The Guinness was almost a story in itself. I'd bought 2 cans and was only going to give the 'babies' one between them, but I took the other can (the pigman's share?) in with me to make a better photo. I put it down while I messed with bowls and barley but Ross took a shine to this new object and promptly gave it a good chomp. She pierced the thin can with her teeth and set the whole thing off with a spray of beer like a fire extinguisher. Rather than waste it I glugged the rest into the bowls and the pigs got a can each.

Two very happy little piggies schlurrrrped up the beer-soaked mixture and the fruit with more gusto (and saliva) than normal and then did a good job of cleaning the ground around the bowls. No waste there, then. At that point they pretty much headed for the ark and a mission to sleep off the full bellies on the straw. Later I was barrowing in some shredded wood to 'repair' the poached up muddy bits and it was only at the 2nd barrow that two bleary eyed pigs woke up to investigate, shaking strands of straw from their noses as they wandered over.

Of course, we have now probably spoiled them rotten and they were 'asking' for more barley and beer at lunchtime today but I only gave them a couple of chopped up apples to shut them up. Over feeding was the mistake I made on the Tamworths in 2014, handing them food every time they squealed.
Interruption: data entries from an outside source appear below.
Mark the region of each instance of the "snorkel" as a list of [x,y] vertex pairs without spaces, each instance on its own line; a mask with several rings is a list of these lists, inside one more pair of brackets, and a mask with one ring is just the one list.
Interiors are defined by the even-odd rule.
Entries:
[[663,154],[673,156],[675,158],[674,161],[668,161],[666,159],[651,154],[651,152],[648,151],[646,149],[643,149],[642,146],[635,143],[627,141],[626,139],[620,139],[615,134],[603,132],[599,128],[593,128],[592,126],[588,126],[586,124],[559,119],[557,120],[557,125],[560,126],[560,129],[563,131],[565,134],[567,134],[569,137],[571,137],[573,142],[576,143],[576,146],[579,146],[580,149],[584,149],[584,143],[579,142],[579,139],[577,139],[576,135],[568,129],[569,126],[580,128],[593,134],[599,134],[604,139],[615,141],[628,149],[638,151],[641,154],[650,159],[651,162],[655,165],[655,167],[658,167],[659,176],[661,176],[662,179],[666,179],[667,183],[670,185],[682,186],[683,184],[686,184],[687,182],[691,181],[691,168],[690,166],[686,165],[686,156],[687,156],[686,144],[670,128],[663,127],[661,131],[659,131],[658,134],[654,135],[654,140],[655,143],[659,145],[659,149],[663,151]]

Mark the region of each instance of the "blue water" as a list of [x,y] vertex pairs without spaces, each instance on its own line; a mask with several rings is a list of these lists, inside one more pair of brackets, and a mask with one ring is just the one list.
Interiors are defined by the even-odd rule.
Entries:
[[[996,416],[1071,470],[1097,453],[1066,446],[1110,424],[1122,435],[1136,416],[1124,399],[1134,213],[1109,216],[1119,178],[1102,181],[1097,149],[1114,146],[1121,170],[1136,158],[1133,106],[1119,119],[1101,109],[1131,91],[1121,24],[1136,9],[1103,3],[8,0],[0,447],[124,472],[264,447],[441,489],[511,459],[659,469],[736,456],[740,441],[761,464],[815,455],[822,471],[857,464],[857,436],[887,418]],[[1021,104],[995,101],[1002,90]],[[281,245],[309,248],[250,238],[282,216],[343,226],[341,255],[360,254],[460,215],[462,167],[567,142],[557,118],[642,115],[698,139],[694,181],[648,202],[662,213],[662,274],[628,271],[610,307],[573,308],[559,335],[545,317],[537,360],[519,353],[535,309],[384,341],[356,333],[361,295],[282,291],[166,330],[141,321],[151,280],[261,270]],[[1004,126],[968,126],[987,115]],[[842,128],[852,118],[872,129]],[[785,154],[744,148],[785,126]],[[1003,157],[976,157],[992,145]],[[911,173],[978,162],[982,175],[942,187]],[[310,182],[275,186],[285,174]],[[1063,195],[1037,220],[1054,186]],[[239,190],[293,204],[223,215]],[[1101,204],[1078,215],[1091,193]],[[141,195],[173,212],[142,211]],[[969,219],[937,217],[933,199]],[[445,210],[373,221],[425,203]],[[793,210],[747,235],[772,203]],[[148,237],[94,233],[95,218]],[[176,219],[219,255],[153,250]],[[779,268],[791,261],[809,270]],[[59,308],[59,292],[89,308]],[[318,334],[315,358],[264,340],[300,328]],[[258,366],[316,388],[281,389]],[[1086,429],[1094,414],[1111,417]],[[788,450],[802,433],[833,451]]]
That way madness lies (and pork chops where 30% of the weight is the skin and subcutaneous fat!). I am pleased to say that my pics of these ladies at 6 months, posted to Facebook yesterday, have been complimented by our breeder/supplier who says they look "perfect".

On that subject, too, on the day we went to collect these pigs, the breeder passed me the phone number of another customer of his, who is now a breeder of 'Oxford Sandy and Black' pigs only half an hour's drive away. I contacted that guy yesterday to see how that project was going and the man was delighted to talk to me and have me as a likely future buyer of his piglets along with our friends Sue and Rob, who are also looking to get back into the pig game with a couple of these. More on that next year, probably.

Happy Birthday, Somerville and Ross.

Friday, 10 April 2015

Mary's Marked and Isabelle Isn't

This year's piggies. Berkshires. Mary and Isabelle.
After the trials and tribulations of yesterday with its bee losses and poorly lamb, we needed a good and successful day to restore the equilibrium and our faith in the fact that we have the general idea on this small holdering lark. With great timing, our pig supplier had rung to let us know that this year's pigs were ready for collection at 8 weeks old, down in Colbinstown, Co Kildare, south of Newbridge and Kilcullen.

How would you choose. 
These lovely people (Therese and Michael) have the website  http://www.freerangepigsireland.com/ which resolves, rather alarmingly to a page splashed with the header "PiggyWiggy's". You are trying to be a ruffty tuffty stockman, all professional and serious, and you wonder what you are getting into - Piggy Wiggy's? Don't worry. This is geared to their Kune-kune "pet pig" operation. They get all serious and proper when you want Tamworths, Berkshires or other 'proper' pig breeds. They even do "Iron-Age" pigs (Tamworth x Wild Boar, not for the faint hearted).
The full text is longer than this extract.